Great collection of data thar' boy. Best TRUE LIFE vasectomy site on the web.

I just had a reversal - 21 years on - for pain relief. The smoking gun was a congested and distended right convoluted vas. Still some discomfort, and sensitivity to caffeine, but largely relieved by the op.

The odds of getting pain or complications from the unkindest cut are just too high. ALL YOU GUYS: JUST SAY NO!

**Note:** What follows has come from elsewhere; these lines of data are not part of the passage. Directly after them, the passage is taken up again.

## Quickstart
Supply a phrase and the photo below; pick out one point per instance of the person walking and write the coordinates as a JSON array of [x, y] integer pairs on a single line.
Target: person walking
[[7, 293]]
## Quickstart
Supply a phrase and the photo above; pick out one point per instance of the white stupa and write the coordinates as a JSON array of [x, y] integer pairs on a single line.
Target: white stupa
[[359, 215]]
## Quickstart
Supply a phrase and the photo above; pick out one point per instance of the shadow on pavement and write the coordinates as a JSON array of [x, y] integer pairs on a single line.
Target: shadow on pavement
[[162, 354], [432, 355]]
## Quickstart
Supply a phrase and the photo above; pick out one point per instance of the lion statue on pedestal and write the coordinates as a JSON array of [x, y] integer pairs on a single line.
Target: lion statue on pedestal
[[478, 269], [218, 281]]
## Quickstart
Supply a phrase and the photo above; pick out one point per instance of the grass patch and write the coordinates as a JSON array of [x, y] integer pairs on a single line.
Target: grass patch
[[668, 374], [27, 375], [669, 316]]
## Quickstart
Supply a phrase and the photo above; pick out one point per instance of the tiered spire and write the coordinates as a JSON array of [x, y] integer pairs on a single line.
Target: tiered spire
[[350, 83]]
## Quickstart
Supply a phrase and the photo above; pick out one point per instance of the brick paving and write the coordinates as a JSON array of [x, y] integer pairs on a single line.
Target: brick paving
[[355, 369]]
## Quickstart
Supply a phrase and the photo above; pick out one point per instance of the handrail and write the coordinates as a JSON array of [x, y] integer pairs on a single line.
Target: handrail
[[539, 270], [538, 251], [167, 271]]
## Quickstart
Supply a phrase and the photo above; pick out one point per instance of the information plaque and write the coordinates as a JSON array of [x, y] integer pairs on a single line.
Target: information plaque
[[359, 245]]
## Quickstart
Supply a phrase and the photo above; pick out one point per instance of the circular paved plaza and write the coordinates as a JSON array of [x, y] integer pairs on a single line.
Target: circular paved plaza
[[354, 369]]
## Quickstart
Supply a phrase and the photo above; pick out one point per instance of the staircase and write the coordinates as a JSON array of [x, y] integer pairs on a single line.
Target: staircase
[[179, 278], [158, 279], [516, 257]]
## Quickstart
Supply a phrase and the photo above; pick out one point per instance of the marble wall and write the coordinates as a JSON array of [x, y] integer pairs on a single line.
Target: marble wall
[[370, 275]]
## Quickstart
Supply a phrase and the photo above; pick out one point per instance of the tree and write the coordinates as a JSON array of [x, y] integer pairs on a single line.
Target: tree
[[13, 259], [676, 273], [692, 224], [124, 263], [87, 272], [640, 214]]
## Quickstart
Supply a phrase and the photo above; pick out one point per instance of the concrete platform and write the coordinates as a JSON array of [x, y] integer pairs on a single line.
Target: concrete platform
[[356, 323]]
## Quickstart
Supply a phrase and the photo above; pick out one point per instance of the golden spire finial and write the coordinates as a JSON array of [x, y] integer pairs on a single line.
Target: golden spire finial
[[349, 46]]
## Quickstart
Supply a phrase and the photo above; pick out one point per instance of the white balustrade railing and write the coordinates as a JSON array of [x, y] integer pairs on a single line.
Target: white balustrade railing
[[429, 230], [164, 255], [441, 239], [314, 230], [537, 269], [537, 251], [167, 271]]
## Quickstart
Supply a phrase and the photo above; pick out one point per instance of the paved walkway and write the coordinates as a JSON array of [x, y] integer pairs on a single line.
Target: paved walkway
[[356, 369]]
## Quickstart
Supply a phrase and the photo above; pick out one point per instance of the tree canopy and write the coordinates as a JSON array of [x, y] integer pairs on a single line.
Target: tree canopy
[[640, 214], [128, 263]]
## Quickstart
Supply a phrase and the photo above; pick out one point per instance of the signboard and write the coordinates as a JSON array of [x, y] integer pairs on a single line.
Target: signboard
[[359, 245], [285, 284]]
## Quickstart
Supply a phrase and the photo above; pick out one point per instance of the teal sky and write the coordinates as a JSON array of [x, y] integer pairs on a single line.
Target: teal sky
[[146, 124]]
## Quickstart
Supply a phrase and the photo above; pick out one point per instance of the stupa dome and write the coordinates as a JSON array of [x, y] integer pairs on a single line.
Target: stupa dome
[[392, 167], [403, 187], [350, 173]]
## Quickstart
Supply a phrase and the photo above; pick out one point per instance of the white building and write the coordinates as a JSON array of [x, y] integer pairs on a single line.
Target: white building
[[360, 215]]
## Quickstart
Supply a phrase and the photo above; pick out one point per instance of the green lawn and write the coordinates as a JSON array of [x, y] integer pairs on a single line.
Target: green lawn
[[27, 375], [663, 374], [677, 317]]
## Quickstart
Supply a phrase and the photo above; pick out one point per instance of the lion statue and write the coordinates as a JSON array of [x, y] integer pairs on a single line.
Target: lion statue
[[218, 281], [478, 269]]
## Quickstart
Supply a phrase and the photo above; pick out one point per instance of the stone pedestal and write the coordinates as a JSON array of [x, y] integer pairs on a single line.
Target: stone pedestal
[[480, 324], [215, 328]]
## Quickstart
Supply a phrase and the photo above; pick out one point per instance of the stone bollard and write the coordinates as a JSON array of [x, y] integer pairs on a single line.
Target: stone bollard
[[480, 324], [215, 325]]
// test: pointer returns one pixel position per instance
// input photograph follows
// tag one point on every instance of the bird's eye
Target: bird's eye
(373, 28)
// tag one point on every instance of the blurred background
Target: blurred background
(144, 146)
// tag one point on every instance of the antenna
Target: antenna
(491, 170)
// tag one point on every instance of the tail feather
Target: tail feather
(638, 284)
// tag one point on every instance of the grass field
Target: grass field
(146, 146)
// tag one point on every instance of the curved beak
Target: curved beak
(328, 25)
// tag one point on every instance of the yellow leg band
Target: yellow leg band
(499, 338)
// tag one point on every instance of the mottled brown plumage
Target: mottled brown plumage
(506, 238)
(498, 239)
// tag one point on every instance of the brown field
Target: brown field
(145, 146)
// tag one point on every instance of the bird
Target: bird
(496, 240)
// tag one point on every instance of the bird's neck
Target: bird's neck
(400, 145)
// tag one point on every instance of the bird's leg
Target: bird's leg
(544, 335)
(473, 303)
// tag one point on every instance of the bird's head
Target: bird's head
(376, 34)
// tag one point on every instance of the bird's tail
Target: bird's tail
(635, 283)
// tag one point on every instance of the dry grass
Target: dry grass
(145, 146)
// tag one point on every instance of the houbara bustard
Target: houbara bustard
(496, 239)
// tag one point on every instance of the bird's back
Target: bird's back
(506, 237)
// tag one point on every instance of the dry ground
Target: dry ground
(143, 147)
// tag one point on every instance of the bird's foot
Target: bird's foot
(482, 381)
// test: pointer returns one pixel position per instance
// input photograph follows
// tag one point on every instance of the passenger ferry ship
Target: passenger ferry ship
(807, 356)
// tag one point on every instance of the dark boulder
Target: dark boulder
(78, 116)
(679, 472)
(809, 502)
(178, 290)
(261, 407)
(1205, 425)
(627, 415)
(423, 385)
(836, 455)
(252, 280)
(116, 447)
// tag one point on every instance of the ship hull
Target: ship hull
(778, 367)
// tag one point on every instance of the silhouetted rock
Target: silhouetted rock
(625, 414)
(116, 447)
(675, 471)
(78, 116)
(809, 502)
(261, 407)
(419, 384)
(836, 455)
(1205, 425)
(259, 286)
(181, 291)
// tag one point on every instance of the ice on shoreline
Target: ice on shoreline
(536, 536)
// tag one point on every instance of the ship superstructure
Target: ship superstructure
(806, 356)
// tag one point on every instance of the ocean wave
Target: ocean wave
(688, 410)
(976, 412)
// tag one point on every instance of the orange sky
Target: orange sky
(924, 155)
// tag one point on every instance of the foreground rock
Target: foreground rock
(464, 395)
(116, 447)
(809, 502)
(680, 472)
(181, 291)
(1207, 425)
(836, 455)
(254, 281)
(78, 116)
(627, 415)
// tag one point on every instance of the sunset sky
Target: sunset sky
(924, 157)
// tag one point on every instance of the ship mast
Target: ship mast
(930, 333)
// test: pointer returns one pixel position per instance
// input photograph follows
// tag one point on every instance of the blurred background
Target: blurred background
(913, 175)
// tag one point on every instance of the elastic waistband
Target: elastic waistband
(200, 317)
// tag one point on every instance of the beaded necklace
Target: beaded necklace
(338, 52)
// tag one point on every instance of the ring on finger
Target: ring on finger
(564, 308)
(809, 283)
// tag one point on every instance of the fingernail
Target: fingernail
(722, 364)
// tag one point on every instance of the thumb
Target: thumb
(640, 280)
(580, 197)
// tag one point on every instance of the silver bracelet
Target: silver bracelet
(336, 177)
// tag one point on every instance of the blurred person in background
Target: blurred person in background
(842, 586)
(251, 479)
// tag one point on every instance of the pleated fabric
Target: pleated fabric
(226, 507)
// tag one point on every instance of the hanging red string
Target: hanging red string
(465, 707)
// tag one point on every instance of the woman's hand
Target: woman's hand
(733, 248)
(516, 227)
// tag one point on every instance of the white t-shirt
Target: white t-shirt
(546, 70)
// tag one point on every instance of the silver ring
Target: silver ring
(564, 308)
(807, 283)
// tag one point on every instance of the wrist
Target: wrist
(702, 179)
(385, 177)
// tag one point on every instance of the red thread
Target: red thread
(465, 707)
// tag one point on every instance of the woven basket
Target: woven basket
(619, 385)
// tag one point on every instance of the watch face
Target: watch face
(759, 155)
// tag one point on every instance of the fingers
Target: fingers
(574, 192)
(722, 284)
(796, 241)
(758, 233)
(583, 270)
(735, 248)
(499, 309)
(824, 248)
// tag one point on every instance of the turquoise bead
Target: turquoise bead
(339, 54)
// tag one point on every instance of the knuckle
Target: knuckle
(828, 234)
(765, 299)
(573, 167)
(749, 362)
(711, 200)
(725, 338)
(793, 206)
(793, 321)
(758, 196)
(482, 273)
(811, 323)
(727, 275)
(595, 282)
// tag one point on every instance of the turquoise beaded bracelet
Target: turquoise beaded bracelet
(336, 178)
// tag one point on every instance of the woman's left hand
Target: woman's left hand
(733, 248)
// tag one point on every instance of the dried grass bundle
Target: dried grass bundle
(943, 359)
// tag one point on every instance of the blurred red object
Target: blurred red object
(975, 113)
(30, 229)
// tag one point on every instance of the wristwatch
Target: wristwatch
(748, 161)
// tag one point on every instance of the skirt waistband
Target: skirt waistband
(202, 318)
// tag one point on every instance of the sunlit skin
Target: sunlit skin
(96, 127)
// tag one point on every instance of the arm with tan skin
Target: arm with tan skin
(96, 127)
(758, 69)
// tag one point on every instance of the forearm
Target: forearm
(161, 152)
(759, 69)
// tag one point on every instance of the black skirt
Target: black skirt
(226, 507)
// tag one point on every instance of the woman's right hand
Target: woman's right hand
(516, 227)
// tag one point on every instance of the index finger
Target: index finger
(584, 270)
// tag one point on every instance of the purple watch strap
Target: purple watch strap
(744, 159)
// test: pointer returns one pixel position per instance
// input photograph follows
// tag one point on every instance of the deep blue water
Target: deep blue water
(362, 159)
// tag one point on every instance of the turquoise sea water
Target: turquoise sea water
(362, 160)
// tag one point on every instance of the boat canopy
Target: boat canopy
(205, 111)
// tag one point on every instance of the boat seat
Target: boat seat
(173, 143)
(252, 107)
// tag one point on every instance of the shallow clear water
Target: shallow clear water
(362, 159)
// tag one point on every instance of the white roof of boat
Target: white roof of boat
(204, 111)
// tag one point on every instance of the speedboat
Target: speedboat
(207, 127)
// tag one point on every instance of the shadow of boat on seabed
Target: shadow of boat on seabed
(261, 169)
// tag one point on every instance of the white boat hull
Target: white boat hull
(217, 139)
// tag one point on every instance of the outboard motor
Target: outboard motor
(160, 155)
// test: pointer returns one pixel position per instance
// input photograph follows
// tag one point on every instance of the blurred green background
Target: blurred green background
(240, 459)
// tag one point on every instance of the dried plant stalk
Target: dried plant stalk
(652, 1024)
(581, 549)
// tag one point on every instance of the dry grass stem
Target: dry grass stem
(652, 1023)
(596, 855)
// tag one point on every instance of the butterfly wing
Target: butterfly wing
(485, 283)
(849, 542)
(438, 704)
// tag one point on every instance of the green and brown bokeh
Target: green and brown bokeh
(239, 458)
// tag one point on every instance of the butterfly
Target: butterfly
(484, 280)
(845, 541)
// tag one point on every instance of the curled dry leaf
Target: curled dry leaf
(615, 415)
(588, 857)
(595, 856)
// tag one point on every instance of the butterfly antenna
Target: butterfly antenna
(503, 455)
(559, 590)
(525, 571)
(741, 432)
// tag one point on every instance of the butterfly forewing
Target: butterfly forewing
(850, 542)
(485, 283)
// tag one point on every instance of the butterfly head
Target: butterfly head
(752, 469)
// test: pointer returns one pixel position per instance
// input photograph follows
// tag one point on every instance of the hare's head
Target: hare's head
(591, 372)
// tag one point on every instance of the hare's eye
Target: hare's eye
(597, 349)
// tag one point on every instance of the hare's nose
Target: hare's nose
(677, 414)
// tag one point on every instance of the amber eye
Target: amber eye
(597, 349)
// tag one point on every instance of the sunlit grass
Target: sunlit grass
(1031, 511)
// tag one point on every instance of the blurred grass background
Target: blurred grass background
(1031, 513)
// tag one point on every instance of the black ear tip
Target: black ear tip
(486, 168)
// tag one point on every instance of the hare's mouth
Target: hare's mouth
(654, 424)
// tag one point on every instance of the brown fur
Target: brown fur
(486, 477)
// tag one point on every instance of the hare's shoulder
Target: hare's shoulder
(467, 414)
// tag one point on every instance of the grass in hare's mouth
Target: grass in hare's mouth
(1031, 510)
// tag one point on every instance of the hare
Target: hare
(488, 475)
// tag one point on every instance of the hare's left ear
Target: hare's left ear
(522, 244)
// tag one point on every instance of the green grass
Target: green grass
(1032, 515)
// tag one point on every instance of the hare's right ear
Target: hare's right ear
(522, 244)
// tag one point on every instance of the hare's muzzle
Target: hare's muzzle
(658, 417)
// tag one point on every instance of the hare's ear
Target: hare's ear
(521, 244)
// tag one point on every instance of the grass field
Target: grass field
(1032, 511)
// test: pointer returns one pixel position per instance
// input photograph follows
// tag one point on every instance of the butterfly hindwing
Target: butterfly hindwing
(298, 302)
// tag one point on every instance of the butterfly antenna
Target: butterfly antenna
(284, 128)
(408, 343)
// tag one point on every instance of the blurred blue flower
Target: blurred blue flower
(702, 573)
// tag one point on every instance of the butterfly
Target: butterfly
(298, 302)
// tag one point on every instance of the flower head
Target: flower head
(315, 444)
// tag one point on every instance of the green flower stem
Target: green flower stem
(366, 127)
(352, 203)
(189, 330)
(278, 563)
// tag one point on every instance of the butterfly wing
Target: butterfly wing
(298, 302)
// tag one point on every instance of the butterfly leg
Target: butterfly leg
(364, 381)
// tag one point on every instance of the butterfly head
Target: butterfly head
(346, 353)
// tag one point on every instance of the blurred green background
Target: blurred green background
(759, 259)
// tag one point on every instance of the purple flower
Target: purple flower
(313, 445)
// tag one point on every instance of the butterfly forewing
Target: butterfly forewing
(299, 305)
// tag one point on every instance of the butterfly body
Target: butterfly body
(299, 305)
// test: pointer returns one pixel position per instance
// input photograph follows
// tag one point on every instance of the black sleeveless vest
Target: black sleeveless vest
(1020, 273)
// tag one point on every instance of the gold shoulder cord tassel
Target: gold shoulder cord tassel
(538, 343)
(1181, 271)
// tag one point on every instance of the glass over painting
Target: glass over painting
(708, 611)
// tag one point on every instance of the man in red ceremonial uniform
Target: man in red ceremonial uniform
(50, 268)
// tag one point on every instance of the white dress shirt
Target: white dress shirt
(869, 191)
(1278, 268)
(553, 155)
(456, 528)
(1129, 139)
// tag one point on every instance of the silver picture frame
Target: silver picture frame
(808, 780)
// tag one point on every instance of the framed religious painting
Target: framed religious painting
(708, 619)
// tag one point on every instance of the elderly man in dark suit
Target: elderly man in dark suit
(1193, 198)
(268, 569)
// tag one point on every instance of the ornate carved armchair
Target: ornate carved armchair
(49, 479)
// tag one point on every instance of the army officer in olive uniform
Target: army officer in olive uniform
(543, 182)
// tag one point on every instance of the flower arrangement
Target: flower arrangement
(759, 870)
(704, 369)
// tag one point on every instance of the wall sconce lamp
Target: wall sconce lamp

Response: In subsequent correspondence with "T", he revealed that his pain began 15 years after his vasectomy. He spent much of the last 6.5 years finding a doctor who understood post-vasectomy pain syndrome enough to assess how to treat it properly, in this case with vasectomy reversal. "T" says his pain is still present but decreased, he's off medication, and has experienced some testicular atrophy, which, unfortunately, is not uncommon following vasectomy. Several others have mentioned this sensitivity to caffeine also. See below.

From: MR
Date: 4/30/01
Subject: Caffeine increases pain

I was wondering if others might have made the following observation. I began to have testicular pain 3-4 years ago. Over the past few months I have discovered that a major factor in my testicular pain has been caffeine. If I drink no coffee, no tea, and avoid caffeinated drinks, my problem is minimal. But even half a cup of coffee brings on discomfort, and if I drink caffeine beverages regularly I become almost incapacitated with pain.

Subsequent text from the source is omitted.